Although this statement reeks of cliche, for me it actually has been true that the best music — and "best" in this sense is "the music that made the greatest impact on your life" — takes you to a particular place. Smokey Robinson's "Crusin" puts me back in the passenger seat of my dad's car, as we listened to Smokey, Marvin, and other 70's icons while he shuffled me back and forth to Diocese basketball games and 13 and under AAU tournaments. Wu-Tang's "Wu Forever" was released a week before my high school graduation, and I remember chillin in my boy's basement that summer, getting into ridiculous arguments trying to prove that Inspectah Deck was a better rapper than Silkk the Shocker.

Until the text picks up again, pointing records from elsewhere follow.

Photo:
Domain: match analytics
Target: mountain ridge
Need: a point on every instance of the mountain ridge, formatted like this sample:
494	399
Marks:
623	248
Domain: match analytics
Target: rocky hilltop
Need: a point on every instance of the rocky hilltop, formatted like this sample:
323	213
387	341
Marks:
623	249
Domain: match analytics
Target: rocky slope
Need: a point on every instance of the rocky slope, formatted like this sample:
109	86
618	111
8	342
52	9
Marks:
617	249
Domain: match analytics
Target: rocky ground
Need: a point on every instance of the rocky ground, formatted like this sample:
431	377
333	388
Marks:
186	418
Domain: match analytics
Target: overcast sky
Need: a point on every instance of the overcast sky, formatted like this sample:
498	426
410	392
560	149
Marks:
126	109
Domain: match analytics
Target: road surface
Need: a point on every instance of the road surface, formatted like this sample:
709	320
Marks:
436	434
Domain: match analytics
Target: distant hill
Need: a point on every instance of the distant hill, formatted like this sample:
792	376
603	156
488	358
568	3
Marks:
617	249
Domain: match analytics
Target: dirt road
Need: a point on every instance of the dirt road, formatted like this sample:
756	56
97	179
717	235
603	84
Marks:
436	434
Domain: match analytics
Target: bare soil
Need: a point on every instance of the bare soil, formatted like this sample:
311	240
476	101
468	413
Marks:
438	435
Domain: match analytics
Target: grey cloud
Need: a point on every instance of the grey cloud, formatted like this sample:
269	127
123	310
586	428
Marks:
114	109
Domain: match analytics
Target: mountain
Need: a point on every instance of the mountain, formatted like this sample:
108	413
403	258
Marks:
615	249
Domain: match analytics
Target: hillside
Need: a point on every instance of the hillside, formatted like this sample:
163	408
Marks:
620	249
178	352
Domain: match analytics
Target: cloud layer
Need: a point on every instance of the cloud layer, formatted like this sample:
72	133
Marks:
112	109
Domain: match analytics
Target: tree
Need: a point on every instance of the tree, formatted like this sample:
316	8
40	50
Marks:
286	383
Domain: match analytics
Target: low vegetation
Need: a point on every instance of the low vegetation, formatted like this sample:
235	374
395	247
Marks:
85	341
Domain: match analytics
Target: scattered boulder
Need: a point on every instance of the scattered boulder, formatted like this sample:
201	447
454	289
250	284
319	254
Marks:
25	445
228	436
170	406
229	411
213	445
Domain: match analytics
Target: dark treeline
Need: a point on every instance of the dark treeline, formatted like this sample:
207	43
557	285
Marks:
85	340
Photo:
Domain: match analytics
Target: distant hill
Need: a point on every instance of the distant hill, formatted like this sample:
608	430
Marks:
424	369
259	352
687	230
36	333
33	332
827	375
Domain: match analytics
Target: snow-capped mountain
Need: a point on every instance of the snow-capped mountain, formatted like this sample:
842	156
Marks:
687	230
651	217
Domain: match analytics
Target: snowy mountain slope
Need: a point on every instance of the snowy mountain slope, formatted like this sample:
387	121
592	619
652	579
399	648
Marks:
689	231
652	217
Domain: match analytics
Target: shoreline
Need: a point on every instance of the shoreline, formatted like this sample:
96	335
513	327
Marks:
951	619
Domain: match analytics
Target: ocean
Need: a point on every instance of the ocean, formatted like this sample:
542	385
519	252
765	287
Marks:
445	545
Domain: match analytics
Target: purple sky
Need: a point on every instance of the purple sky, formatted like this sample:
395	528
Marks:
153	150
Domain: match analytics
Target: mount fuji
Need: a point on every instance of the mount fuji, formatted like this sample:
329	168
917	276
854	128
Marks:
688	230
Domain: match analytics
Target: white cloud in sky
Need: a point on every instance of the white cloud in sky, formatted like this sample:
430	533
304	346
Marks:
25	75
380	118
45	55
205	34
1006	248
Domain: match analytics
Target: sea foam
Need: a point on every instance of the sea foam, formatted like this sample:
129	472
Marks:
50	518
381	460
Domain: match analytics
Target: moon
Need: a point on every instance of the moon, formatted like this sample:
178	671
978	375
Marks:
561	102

When listening to L-Boogie's classic remake of the already classic "Killing Me Softly," I'm reminded of my first job: a junior counselor at the Lillian Taylor summer camp. At the end of every week, we'd have the kids (who ranged from 6 to 14) put on a talent show at one of the pavilions. And — and this is no hyperbole — maybe 40% of the acts all summer consisted of the kids choosing to lip-synch or dance to "Killing Me Softly," a surprisingly entertaining phenomenon that was as sweet as it was bizarre.
In hindsight, it also serves of a great example of Lauryn Hill's almost unparalleled level of popularity at the time. I can't think of another artist since then whose resonance was so universal. Kids, parents, teens, critics, historians, grandparents, backpackers, hood cats, and even other entertainers all seemed to love L-Boogie.
Her decade-long fall from grace hasn't been as sudden as her rise, but it's made just as great of an emotional impact. The joy we felt when first hearing "The Miseducation…" is, for many long-time fans, matched by the pain we feel when contemplating the very likely possibility that she may go to prison. With this in mind, I can't help but think that this is (at least) partially our fault. Not necessarily because of the demands we put on her as an artist, but our collective willingness to continue to make excuses for her progressively erratic behavior instead of trying to help her.
I realize that, when speaking about "helping" a celebrity in someway, their friends and family will always hold more responsibility than their fans would. And, the responsibility the fans do possess is limited by our lack of access. Also, the term "help" is extremely arbitrary. What exactly would it entail, and how exactly would we go about doing it?
But, in L-Boogies case — and you can substitute Michael Jackson, Chris Brown, and possibly even Rihanna if you wish — I wonder how differently her life would be right now if her diehard fans didn't circle the wagons whenever someone even dared mention that she may need some serious help. Maybe she would have read the tea leaves and heeded the advice. Maybe she would have ignored us. Who knows? I do know, though, that while "Killing Me Softly" will always take me back to the summer of '96, I will always wonder if I could have done something, anything, to help her in the 16 years since.